Cochrane was criticized for saying, “I think the debate commission is going to need to be accountable for what’s kind of happening here.”

Those comments led to several complaints and accusations of CBC bias, according to the ombudsman.

One viewer said the comments were “discriminatory, puerile, and unprofessional” and said they were concerned that tax dollars were going to pay for a “diatribe and discriminatory journalism.”

“It’s not the first time that this kind of denigration of other journalists has happened on CBC and it needs to stop now,” the complainant wrote.

Barton was also criticized for saying, “There have been remains of indigenous children found in various places around the country,” following a Rebel News question to NDP Leader Jagmeet Singh.

The question was about what Singh would do to keep Christians safe after hundreds of churches have been burned down following the discoveries of “anomalies” on former residential school sites.

Singh thanked the reporter for the question but said he was not going to respond because the organization, Rebel News, promoted “misinformation and disinformation.”

One viewer wrote in to say that Barton “chose to misrepresent the facts.”

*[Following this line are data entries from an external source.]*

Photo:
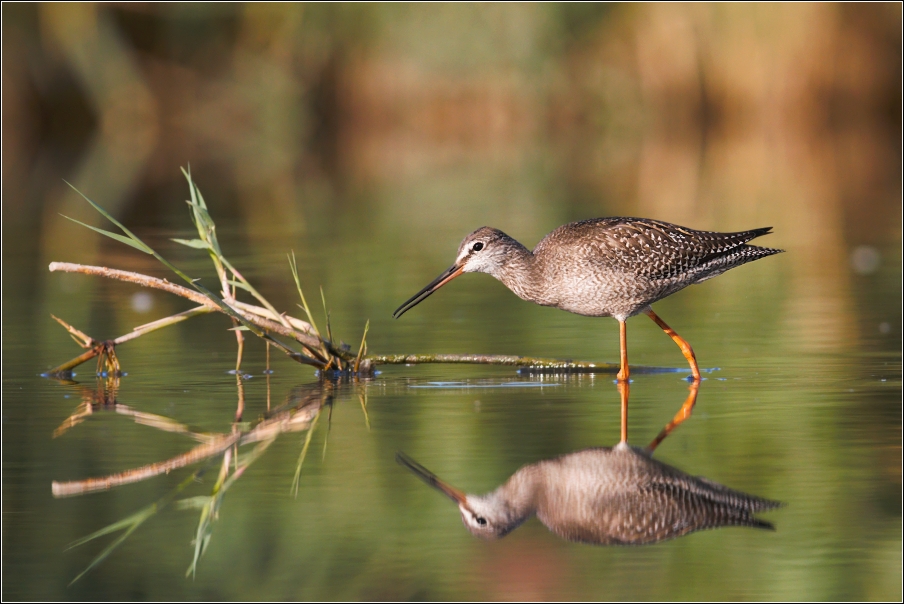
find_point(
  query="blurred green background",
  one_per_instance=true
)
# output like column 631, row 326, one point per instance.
column 370, row 139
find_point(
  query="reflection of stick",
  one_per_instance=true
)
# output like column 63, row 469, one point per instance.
column 491, row 359
column 90, row 485
column 303, row 333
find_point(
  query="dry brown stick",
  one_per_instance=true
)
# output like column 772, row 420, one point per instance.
column 161, row 323
column 259, row 316
column 311, row 343
column 199, row 453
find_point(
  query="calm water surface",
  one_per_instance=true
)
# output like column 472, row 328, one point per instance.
column 802, row 406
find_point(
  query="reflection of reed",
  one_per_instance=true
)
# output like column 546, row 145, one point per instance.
column 607, row 496
column 299, row 413
column 295, row 416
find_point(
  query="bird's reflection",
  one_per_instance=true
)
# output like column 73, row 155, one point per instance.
column 606, row 495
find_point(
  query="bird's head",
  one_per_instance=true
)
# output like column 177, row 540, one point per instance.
column 483, row 251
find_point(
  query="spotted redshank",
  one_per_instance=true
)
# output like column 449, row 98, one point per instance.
column 604, row 267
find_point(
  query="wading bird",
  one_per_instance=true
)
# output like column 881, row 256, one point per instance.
column 604, row 267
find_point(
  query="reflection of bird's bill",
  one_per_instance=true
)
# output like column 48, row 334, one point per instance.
column 452, row 272
column 431, row 479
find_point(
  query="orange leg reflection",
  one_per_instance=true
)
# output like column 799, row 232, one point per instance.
column 683, row 414
column 623, row 340
column 682, row 344
column 623, row 390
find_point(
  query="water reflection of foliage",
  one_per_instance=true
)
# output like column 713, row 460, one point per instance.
column 299, row 413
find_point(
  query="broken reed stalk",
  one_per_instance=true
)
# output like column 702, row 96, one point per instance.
column 302, row 332
column 263, row 320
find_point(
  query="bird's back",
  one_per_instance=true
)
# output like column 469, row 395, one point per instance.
column 618, row 266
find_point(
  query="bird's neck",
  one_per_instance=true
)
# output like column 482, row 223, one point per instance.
column 517, row 272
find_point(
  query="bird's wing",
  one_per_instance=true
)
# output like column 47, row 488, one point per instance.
column 649, row 248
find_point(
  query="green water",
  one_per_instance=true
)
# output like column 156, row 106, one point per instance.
column 803, row 406
column 370, row 139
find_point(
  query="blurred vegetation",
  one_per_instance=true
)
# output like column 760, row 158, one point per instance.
column 370, row 139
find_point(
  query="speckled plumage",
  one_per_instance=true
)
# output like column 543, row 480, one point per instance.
column 611, row 266
column 609, row 496
column 604, row 267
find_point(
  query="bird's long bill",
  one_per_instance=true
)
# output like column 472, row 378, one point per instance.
column 434, row 285
column 430, row 478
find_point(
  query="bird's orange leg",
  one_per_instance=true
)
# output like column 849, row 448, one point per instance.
column 682, row 344
column 683, row 414
column 623, row 336
column 623, row 390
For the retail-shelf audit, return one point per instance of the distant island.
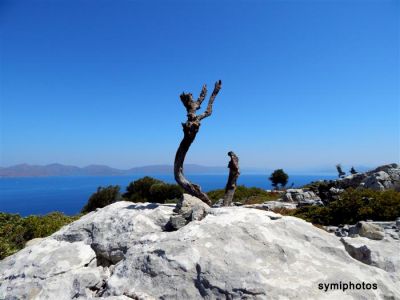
(27, 170)
(57, 169)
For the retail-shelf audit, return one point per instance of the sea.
(42, 195)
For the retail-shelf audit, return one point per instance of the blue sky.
(306, 84)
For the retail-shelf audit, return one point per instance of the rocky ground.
(324, 191)
(127, 251)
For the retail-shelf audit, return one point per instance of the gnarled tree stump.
(233, 176)
(190, 129)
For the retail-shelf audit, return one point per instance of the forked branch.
(233, 176)
(190, 129)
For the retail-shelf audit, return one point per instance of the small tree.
(340, 171)
(139, 190)
(161, 192)
(353, 171)
(279, 177)
(102, 197)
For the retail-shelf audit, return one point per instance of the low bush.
(245, 195)
(354, 205)
(164, 192)
(139, 190)
(15, 230)
(102, 197)
(148, 189)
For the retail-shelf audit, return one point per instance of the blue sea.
(41, 195)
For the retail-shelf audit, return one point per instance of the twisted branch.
(190, 129)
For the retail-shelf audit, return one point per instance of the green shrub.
(162, 192)
(102, 197)
(15, 231)
(279, 177)
(148, 189)
(139, 190)
(245, 195)
(355, 205)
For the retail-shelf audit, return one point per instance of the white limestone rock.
(122, 252)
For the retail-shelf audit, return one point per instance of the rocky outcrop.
(122, 251)
(380, 179)
(301, 197)
(188, 208)
(373, 243)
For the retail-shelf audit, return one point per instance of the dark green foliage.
(279, 177)
(148, 189)
(340, 171)
(353, 171)
(139, 190)
(353, 206)
(102, 197)
(162, 192)
(15, 231)
(245, 195)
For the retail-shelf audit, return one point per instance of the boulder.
(301, 197)
(188, 208)
(123, 252)
(272, 205)
(368, 230)
(383, 254)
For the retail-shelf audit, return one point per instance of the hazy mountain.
(26, 170)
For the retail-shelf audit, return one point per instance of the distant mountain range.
(26, 170)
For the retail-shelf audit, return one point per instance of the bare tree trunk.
(190, 129)
(233, 176)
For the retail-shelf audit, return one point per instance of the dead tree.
(233, 176)
(190, 129)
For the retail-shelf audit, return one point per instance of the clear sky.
(306, 84)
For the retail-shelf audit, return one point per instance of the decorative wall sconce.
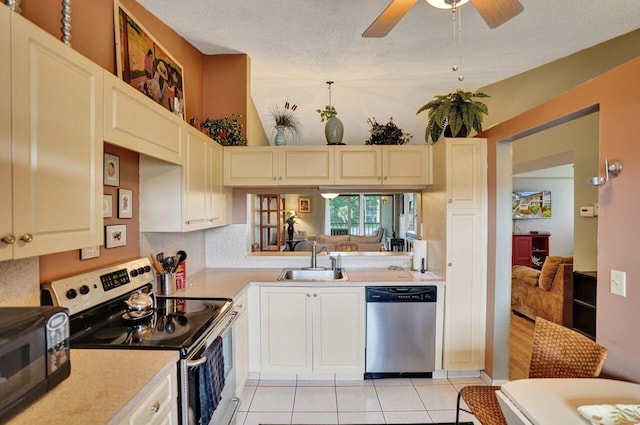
(612, 169)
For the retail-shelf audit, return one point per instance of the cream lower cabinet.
(135, 122)
(312, 331)
(273, 166)
(398, 165)
(55, 171)
(160, 406)
(176, 198)
(241, 343)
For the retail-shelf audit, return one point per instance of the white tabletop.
(556, 401)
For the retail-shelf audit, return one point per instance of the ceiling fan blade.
(389, 18)
(497, 12)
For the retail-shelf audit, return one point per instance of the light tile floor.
(377, 401)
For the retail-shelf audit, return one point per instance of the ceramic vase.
(280, 139)
(333, 131)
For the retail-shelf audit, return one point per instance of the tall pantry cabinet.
(51, 147)
(455, 223)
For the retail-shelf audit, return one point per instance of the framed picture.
(304, 205)
(144, 64)
(111, 170)
(115, 235)
(107, 206)
(125, 203)
(89, 252)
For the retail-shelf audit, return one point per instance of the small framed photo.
(107, 206)
(125, 203)
(111, 170)
(89, 252)
(304, 205)
(115, 235)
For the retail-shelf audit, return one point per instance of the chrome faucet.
(314, 254)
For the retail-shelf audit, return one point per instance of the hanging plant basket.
(386, 134)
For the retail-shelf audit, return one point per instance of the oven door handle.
(234, 316)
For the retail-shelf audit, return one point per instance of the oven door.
(227, 408)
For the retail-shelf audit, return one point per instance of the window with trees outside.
(357, 214)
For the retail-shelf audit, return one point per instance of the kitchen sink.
(323, 274)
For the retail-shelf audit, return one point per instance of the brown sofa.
(546, 293)
(364, 243)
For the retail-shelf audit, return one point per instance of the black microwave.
(34, 354)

CBC issued a correction to Barton’s comments, saying it has reported on “multiple occasions” that several indigenous communities have discovered “potential burial sites or unmarked graves.”

However, Bertrand said she also received a complaint about the correction, which said it was “hardly adequate.”

“Her [Barton’s] comment was made in prime time to an audience of the Canadian electorate, and the correction belongs in an equally prominent position,” the complainant said.

Additionally, CBC received complaints following the debate organizer’s decision to cancel the media scrum after the English language leadership debate.

“The CBC reported that confrontations had occurred behind the scenes, i.e., in the media room and on set, and that the situation had deteriorated rapidly,” Bertrand said.

Rebel News responded to the cancellation by releasing a post sharing its side of the situation, accusing Cochrane of trying to “discredit” the organization.

Some viewers wrote in to the ombudsman, blaming Cochrane for the scrum cancellation.

“As a Canadian voter, I had the right to hear the questions and the answer. By his actions, he effectively swayed or influenced voters,” one complaint said.

CBC’s ombudsman said that live broadcasts can be “perilous” when controversial issues are “on the table.”

“In these situations, a single word, an unclear statement or a lack of context can be problematic.”

Bertrand said that it was also “tricky” for a media organization to report on itself.

“The risk of becoming (as opposed to presenting) the story is that much higher,” she wrote. “This is not to say it should never be done; indeed, sometimes it’s unavoidable. I am merely observing that it can backfire.”